Goreis Andreas, Fanninger Selina, Lozar Annika, Mayer Anna, Pfatrisch Nina, Voracek Martin, Plener Paul L, Kothgassner Oswald D
Department of Child and Adolescent Psychiatry, Medical University of Vienna, Vienna, Austria.
Comprehensive Center for Pediatrics (CCP), Medical University of Vienna, Vienna, Austria.
Front Physiol. 2025 Jul 16;16:1628111. doi: 10.3389/fphys.2025.1628111. eCollection 2025.

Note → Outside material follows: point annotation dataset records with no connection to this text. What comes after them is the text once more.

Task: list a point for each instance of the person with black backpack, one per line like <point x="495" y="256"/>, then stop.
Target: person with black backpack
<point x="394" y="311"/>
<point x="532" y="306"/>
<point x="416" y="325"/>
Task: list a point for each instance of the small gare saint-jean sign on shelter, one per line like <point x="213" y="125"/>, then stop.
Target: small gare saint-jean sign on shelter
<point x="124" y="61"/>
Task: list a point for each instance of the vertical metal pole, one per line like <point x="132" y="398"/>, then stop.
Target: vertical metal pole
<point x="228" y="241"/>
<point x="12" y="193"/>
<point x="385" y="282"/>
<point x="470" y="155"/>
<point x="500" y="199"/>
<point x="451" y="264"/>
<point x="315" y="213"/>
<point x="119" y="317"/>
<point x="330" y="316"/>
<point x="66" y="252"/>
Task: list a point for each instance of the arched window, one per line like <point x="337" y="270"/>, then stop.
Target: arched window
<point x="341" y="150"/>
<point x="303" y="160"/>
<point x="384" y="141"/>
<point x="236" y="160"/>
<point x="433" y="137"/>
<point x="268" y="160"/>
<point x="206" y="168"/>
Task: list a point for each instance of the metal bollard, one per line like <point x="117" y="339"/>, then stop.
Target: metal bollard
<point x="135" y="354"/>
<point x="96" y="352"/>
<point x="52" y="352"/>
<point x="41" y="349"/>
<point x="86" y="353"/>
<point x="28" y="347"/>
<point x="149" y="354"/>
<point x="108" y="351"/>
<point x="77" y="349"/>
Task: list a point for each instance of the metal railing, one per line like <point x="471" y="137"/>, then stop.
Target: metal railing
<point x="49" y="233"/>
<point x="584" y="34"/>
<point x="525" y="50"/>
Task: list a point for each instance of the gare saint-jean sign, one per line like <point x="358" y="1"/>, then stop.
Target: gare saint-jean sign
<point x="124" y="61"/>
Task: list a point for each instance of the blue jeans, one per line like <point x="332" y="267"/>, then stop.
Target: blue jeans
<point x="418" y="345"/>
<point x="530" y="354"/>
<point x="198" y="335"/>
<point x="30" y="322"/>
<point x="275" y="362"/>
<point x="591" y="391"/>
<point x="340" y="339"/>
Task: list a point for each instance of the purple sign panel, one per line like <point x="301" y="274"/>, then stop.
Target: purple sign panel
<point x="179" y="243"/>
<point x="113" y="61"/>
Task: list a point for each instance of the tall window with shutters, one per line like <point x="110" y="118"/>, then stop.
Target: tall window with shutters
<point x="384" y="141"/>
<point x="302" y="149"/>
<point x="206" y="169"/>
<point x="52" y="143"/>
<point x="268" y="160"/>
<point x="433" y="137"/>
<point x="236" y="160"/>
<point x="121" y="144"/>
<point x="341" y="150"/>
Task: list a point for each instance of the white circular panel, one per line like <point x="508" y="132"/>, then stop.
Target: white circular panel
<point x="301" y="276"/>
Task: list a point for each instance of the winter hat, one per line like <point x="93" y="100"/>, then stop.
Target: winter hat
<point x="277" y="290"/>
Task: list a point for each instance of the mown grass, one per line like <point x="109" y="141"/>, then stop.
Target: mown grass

The Cold Pressor Test (CPT) is an established method for evaluating pain perception and stress responses; evidence indicates that females perceive the CPT as more painful than males. However, methodological variations-particularly in water temperature-complicate cross-study comparisons and hinder robust study designs. To address these issues, we examined the effects of three water temperatures (1°C, 3°C, and 6°C) on pain outcomes and physiological stress markers (heart rate [HR] and heart rate variability [HRV]) in healthy adults while exploring sex differences. In a randomized, single-blind, within-subjects trial with 148 participants (68% female), the CPT was administered using a temperature-controlled cooling device with continuous circulation. Participants immersed their dominant hand for up to 3 min, when the trial was terminated. Pain threshold, tolerance, and intensity were recorded alongside HR and HRV. Results revealed significant variations in pain threshold, tolerance, and intensity across temperatures, with lower temperatures eliciting increased pain perception (medium effect sizes). Males demonstrated higher pain tolerance in 1°C and 3°C conditions, with 50% reaching the 3-min cutoff, compared to 39% at 6°C, 23% at 3°C, and 19% at 1°C for females. No significant sex differences were observed for pain intensity, and HR and HRV did not vary across temperatures or between sexes. However, pain was associated with HR and HRV only in males. Our findings underscore the need for meticulous CPT protocol design. Controlling water temperature and implementing appropriate stopping rules-potentially extending beyond 3 min-are critical for improving comparability, replicability, and understanding of pain mechanisms in healthy populations overall.
冷加压试验(CPT)是一种评估疼痛感知和应激反应的既定方法;有证据表明,女性比男性更能感觉到CPT带来的疼痛。然而,方法上的差异——尤其是水温方面的差异——使跨研究比较变得复杂,并阻碍了稳健的研究设计。为了解决这些问题,我们研究了三种水温(1°C、3°C和6°C)对健康成年人疼痛结果和生理应激指标(心率[HR]和心率变异性[HRV])的影响,同时探讨性别差异。在一项有148名参与者(68%为女性)的随机、单盲、受试者内试验中,使用具有连续循环功能的温度控制冷却装置进行CPT。参与者将其优势手浸入水中长达3分钟,试验即终止。记录疼痛阈值、耐受性和强度以及HR和HRV。结果显示,不同温度下的疼痛阈值、耐受性和强度存在显著差异,较低温度会引起疼痛感知增加(中等效应量)。在1°C和3°C条件下,男性表现出更高的疼痛耐受性,50%的男性达到3分钟的截止时间,而女性在6°C时为39%,在3°C时为23%,在1°C时为19%。在疼痛强度方面未观察到显著的性别差异,并且HR和HRV在不同温度或不同性别之间没有变化。然而,疼痛仅与男性的HR和HRV相关。我们的研究结果强调了精心设计CPT方案的必要性。控制水温并实施适当的停止规则——可能超过3分钟——对于提高可比性、可重复性以及全面理解健康人群的疼痛机制至关重要。